Eles participaram de audiência pública da Comissão Especial criada na Câmara, para analisar a PEC que vincula aos Fundos de Habitação de Interesse Social 2% das receitas da União, e 1% das receitas dos Estados, Distrito Federal e municípios. A medida vale por 30 anos e tem o objetivo de eliminar completamente o déficit habitacional brasileiro.
O deputado e vice-presidente da Comissão de Habitação, Reforma Agrária e Urbana da Assembleia de Goiás, Padre Ferreira (PSDB), comentou que foi realizada recentemente audiência pública na Casa afim de arrecadar mais de 1 milhão de assinaturas para dar visibilidade a esse assunto. O deputado diz que, como existem investimentos para a saúde e educação, por exemplo, também deve haver para o setor da moradia. “Moradia é o ponto de referência do cidadão, é sagrado”, afirma.
Padre Ferreira diz que a moradia, além de empregos, gera urbanização com qualidade de vida, traz autoestima para as famílias e mexe com toda a economia. “O Governo tem retorno deste investimento tanto no setor social quanto na economia brasileira”, argumenta.

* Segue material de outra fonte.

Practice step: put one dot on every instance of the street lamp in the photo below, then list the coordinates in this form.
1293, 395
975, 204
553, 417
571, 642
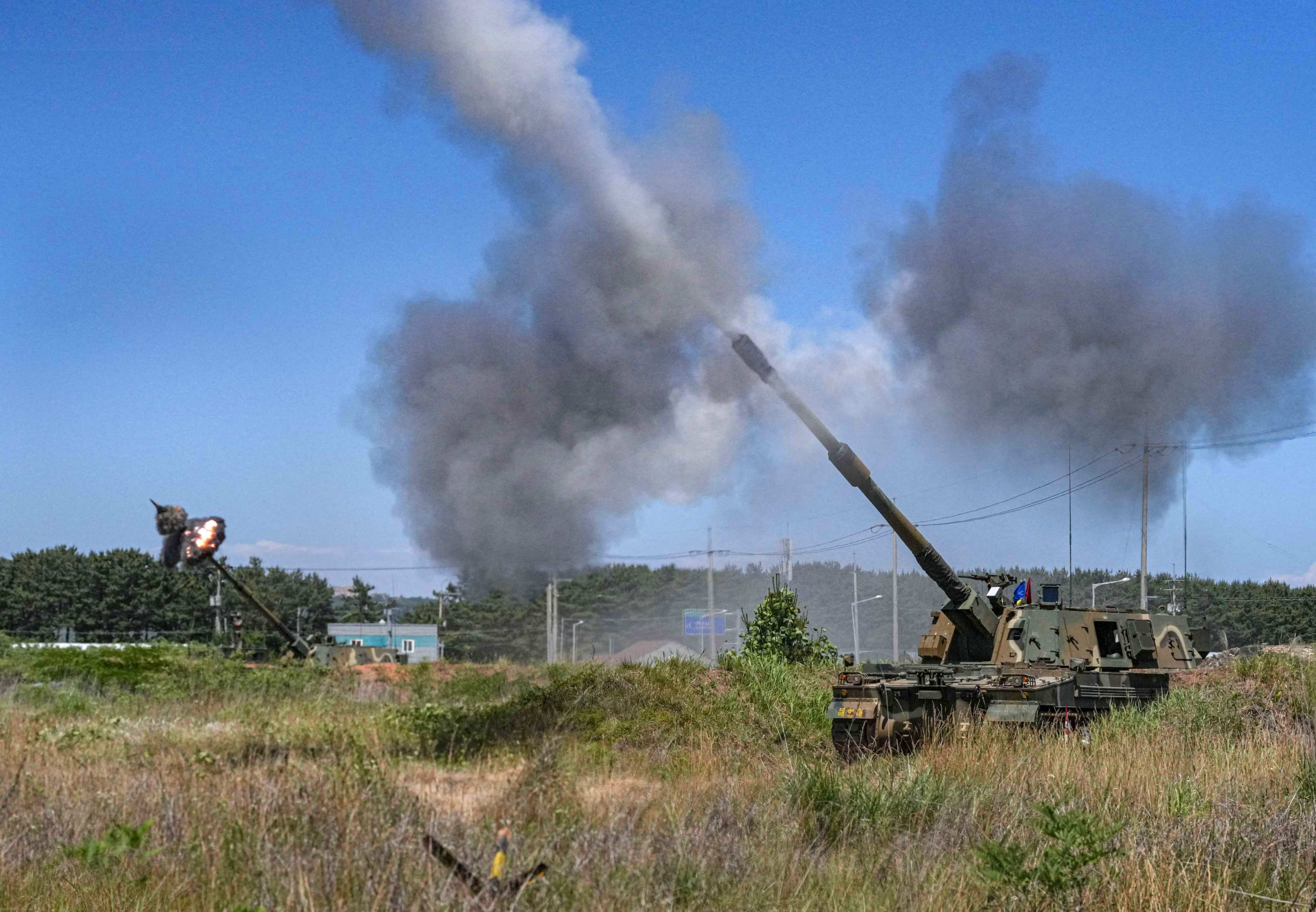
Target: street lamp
573, 639
1110, 582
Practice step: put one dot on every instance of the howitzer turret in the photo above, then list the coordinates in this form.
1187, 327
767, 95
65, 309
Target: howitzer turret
973, 619
1013, 660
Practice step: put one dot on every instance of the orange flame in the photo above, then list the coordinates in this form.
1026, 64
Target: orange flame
206, 536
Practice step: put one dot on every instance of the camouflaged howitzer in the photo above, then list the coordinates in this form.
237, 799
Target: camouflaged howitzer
1027, 664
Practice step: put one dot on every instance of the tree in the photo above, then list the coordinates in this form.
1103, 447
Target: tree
360, 607
780, 628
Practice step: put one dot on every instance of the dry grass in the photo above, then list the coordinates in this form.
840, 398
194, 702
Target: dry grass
668, 789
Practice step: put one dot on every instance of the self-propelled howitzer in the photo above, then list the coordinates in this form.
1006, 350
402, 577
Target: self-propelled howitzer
1016, 661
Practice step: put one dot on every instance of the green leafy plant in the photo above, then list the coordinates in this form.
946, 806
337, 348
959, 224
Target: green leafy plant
1186, 798
119, 841
780, 628
1077, 840
1307, 778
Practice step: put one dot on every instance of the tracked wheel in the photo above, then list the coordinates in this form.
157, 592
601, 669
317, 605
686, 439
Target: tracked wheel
853, 738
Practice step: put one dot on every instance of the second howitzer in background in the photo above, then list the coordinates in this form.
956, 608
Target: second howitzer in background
985, 653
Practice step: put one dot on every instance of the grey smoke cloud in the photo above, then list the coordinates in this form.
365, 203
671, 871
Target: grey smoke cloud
586, 374
1035, 308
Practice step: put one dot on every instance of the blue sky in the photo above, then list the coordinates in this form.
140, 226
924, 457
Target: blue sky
209, 211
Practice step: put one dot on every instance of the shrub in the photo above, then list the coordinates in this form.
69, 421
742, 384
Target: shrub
849, 802
781, 630
1077, 841
120, 840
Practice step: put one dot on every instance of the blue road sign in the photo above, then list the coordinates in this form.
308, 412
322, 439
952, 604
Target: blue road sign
697, 623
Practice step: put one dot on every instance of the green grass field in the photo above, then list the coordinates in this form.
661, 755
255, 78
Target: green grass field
173, 781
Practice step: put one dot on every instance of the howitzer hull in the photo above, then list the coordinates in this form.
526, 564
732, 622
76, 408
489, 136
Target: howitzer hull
893, 707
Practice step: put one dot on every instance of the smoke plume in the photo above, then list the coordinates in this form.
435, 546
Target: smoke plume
1035, 310
587, 373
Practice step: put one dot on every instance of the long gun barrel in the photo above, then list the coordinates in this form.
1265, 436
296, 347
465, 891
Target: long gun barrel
300, 647
857, 474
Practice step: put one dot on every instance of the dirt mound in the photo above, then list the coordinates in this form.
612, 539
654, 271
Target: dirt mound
1299, 651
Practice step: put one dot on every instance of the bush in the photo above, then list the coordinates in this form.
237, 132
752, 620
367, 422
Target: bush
781, 630
851, 802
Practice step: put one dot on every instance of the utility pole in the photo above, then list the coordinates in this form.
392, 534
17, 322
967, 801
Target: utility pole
548, 623
786, 557
1070, 477
1147, 464
712, 627
855, 604
1184, 485
895, 598
218, 603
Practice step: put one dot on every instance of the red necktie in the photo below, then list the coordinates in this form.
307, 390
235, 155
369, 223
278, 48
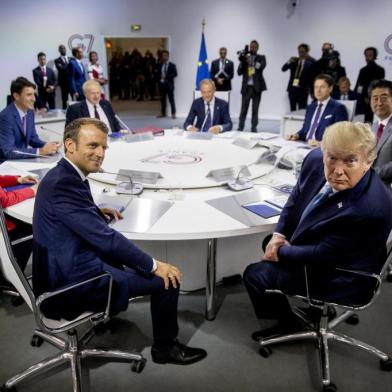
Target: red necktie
379, 132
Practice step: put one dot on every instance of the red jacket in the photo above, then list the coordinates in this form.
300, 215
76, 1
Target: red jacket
10, 198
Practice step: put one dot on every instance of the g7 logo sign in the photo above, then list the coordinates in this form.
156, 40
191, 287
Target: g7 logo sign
388, 44
81, 41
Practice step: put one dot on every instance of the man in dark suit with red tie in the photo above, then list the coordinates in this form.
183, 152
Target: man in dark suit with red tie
76, 74
338, 216
61, 64
18, 136
73, 242
222, 71
93, 106
166, 72
45, 80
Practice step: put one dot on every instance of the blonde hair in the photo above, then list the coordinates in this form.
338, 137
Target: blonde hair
90, 83
350, 137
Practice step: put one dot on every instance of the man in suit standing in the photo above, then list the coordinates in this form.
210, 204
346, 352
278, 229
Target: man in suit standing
73, 242
300, 77
222, 71
380, 93
211, 113
61, 64
253, 84
166, 72
339, 215
18, 136
321, 113
94, 107
45, 80
371, 71
76, 74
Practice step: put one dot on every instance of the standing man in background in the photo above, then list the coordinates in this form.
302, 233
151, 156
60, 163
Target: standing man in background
300, 77
253, 84
76, 74
166, 72
45, 80
61, 64
222, 71
371, 71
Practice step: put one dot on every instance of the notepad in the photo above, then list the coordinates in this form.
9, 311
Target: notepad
263, 210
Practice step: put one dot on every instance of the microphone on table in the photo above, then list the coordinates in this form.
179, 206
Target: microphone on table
240, 184
128, 188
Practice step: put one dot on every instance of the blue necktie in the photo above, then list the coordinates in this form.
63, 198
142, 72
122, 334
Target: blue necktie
208, 122
315, 123
317, 200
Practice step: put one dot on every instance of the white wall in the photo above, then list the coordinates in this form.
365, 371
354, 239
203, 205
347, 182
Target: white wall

O presidente do Fórum Nacional dos Secretários de Habitação e Desenvolvimento Urbano, Carlos Eduardo Marun, lembra que atualmente no País faltam cerca de 8 milhões de moradias. Segundo ele, nos próximos 15 anos o crescimento vegetativo levará a uma demanda de 23 milhões de novas unidades habitacionais. “Efetivamente, a aprovação não vai acontecer se não houver um grande esforço nacional e a compreensão dos diversos entes federativos no processo”, argumenta Marun, ressaltando que a aprovação da proposta garantiria recursos permanentes e a possibilidade de planejamento.